O Ministério Público de São Paulo ajuizou uma ação civil pública contra o influenciador digital e coach de finanças Leonardo Marcondes, conhecido nas redes sociais por publicar conteúdos considerados ofensivos à população de baixa renda. A Promotoria pede que ele seja condenado ao pagamento de R$ 300 mil por danos morais coletivos, além da exclusão de uma publicação em que afirma que “pobre não deveria ter direito de votar” e da realização de um curso de letramento sobre inclusão social pelo período de um ano.

A ação tem como base um vídeo publicado em dezembro do ano passado, no qual Marcondes afirma que pessoas pobres “não souberam tomar boas decisões” e, por isso, não deveriam participar das escolhas políticas do país. O conteúdo alcançou mais de 255 mil visualizações em seu perfil no Instagram e foi amplamente compartilhado em outras páginas.
Segundo o Ministério Público, as manifestações do influenciador caracterizam aporofobia, termo utilizado para definir o preconceito contra pessoas em situação de pobreza.

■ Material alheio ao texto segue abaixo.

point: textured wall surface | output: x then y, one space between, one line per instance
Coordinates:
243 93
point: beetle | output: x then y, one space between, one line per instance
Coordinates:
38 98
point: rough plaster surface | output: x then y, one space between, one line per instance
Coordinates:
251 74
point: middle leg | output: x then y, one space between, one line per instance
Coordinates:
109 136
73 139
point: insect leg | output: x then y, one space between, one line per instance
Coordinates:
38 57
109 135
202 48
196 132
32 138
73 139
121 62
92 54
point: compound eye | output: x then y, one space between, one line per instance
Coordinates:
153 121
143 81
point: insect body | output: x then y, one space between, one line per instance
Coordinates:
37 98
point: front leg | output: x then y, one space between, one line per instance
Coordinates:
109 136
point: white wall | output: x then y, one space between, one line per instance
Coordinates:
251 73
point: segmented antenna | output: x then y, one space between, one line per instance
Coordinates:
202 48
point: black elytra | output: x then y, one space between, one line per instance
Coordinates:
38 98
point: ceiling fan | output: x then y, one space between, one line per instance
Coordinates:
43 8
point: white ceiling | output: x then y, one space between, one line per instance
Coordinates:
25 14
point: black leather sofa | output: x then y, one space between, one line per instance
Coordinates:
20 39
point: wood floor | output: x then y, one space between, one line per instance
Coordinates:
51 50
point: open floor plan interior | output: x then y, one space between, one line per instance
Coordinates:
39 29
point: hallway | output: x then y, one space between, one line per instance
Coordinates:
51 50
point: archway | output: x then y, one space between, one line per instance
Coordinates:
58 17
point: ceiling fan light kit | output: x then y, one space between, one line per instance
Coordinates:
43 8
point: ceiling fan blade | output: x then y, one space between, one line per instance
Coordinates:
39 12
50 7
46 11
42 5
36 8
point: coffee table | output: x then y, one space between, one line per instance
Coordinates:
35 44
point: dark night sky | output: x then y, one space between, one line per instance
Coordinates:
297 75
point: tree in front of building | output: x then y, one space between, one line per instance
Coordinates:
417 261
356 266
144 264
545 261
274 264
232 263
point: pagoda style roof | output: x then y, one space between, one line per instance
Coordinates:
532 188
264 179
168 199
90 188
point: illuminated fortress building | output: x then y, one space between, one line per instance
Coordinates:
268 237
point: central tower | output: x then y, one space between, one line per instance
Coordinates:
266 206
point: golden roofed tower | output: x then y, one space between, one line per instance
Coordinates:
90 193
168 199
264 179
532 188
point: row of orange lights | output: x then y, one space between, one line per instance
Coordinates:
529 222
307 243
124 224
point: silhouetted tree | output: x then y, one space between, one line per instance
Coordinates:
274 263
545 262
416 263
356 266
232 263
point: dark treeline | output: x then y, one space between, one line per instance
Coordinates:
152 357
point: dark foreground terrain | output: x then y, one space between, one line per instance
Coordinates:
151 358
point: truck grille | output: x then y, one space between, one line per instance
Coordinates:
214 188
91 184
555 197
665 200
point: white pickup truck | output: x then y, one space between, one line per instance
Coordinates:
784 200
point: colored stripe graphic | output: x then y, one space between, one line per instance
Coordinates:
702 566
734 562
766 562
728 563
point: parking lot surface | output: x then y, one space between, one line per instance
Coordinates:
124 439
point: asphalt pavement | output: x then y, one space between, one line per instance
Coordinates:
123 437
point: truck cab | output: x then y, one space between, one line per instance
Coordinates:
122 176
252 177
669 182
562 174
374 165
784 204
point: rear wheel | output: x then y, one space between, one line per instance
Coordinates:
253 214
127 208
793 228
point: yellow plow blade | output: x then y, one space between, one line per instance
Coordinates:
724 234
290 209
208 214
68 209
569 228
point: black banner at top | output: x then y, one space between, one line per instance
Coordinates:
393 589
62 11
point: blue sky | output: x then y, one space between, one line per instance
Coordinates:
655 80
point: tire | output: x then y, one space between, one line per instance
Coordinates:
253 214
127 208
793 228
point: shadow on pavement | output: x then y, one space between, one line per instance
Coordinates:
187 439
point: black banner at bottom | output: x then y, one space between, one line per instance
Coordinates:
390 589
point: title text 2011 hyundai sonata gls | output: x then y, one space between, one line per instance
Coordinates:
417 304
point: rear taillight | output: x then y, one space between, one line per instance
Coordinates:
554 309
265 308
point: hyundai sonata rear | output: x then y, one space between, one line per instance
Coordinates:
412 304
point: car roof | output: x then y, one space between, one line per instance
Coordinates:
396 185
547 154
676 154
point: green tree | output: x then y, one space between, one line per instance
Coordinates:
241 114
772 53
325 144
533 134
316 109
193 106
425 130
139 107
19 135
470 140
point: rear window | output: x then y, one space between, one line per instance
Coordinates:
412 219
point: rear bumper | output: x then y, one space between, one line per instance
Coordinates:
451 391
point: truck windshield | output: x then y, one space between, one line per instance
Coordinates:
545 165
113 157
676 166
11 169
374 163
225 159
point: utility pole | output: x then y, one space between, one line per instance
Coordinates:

A Promotoria sustenta que Marcondes mantém um padrão de publicações discriminatórias, citando outros conteúdos em que ele associa pobreza a características depreciativas, com frases como “pobre é sujo”, “pobre é fedido” e “pobre não deveria ter filhos”.
Na ação, assinada pelo 1º Promotor de Justiça de Direitos Humanos, Ricardo Manuel Castro, o órgão afirma que o influenciador utiliza as redes sociais para disseminar discurso de ódio e atrair público para cursos e palestras voltados à educação financeira. O documento também destaca que o coach admitiu, em depoimento ao MP, não possuir formação acadêmica concluída, apesar de ter informado que se matriculou em oito cursos superiores diferentes, sem finalizar nenhum.
Em sua defesa durante a investigação, Leonardo Marcondes alegou que utilizava a palavra “pobre” em sentido figurado, referindo-se a uma “mentalidade” e não à condição financeira das pessoas. Mesmo assim, o Ministério Público entendeu que as publicações extrapolam a liberdade de expressão e promovem discriminação contra um grupo social.
A ação foi protocolada no último dia 25 e divulgada pelo Ministério Público nesta semana.